The Forbes list offers four appealing strategies for virtual socialization including virtual reward ceremonies for improved team bonding Tip 5 and the importance of encouraging informal conversations Tip 3By contrast the HBR list names only one socialization strategy (7: Create a Virtual Water Cooler) which suggests having virtual team building exercises to keep task-centered meetings more fun.    

The Top 10 list from the Harvard Business Review focuses five of its ten strategies for effective virtual management, on ways in which communication can go awry when working with virtual teams. These include the underspecification of tasks leading to poor coordination (HBR Tips 2 and 8), the absence of a precise language for words and phrases that are key to project success (HBR 5), the distractions from background noise and other sources which might raise the need for a communcation charter (HBR Point 3), and the need for quality communication technology (HBR Point 4)

As mentioned above, all of these strategies are instrumental for solid leadership, virtual or otherwise. However, the approach taken by the SCDM panel was slightly different.

Firstly, the panel focused on potential challenges arising within data management. By focusing within one sector, it also had the opportunity to assess whether benefits might arise from having a virtual team instead of a localized one. Are there problems we confront in data management, which a virtual team might be better equipped to handle?  

Secondly, teams coalesce best by being given the best chance to do so.
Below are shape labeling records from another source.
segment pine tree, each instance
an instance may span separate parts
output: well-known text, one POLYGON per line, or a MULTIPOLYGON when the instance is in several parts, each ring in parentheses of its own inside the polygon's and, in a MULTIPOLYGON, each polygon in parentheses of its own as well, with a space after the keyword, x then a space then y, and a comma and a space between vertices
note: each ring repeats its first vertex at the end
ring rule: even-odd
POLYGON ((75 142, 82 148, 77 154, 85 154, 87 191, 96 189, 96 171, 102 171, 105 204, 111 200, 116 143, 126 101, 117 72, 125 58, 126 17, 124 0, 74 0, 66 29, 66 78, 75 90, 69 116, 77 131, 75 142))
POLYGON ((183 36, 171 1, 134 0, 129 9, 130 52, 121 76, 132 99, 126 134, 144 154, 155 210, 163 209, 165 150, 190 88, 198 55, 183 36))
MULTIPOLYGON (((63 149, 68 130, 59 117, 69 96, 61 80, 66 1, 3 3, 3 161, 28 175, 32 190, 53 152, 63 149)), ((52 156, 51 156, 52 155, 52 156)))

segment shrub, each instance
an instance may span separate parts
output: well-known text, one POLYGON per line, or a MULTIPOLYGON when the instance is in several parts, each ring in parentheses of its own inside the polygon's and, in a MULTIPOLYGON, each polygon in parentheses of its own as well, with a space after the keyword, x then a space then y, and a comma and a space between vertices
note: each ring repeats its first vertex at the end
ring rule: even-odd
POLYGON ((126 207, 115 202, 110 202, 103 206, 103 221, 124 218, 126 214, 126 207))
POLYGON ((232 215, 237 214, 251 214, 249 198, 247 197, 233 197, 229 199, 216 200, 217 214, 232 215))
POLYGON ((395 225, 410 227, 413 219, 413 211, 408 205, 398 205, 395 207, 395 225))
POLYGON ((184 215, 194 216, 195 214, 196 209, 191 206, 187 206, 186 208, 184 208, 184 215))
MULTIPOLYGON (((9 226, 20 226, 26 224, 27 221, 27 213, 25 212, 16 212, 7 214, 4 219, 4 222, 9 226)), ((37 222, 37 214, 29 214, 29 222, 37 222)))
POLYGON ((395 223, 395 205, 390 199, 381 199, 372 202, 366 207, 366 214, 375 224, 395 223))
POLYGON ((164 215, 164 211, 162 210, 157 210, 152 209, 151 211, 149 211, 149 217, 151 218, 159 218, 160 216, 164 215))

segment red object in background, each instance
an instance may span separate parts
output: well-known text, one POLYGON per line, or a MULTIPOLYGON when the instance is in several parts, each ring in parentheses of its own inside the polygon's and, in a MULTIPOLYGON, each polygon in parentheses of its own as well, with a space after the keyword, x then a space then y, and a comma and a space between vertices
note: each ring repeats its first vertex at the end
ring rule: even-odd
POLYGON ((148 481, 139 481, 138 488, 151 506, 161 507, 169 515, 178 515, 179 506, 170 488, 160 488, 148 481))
Cytel for example, prides itself on having a very low turnover rate, ensuring that our teams have experience working together (as a team) for extended periods of time. The bonding, the socialization, the language all fall into place over time and through repeated efforts at collaboration. Needless to say, coordination often normalizes after team members work on multiple projects together over the course of several years. 

Finally, the panel also spent time discussing the pros and cons of virtual management, from the perspective of an employee. How do managers ensure that team members want to be a part of the team and stay a part of the team? Are these the same reasons  that a manager might have for wanting his or her team to work in a particular way? The employee-centered focus helps reconceptualize what a manager's task and style ought to be, and how to approach a range of problems that might arise.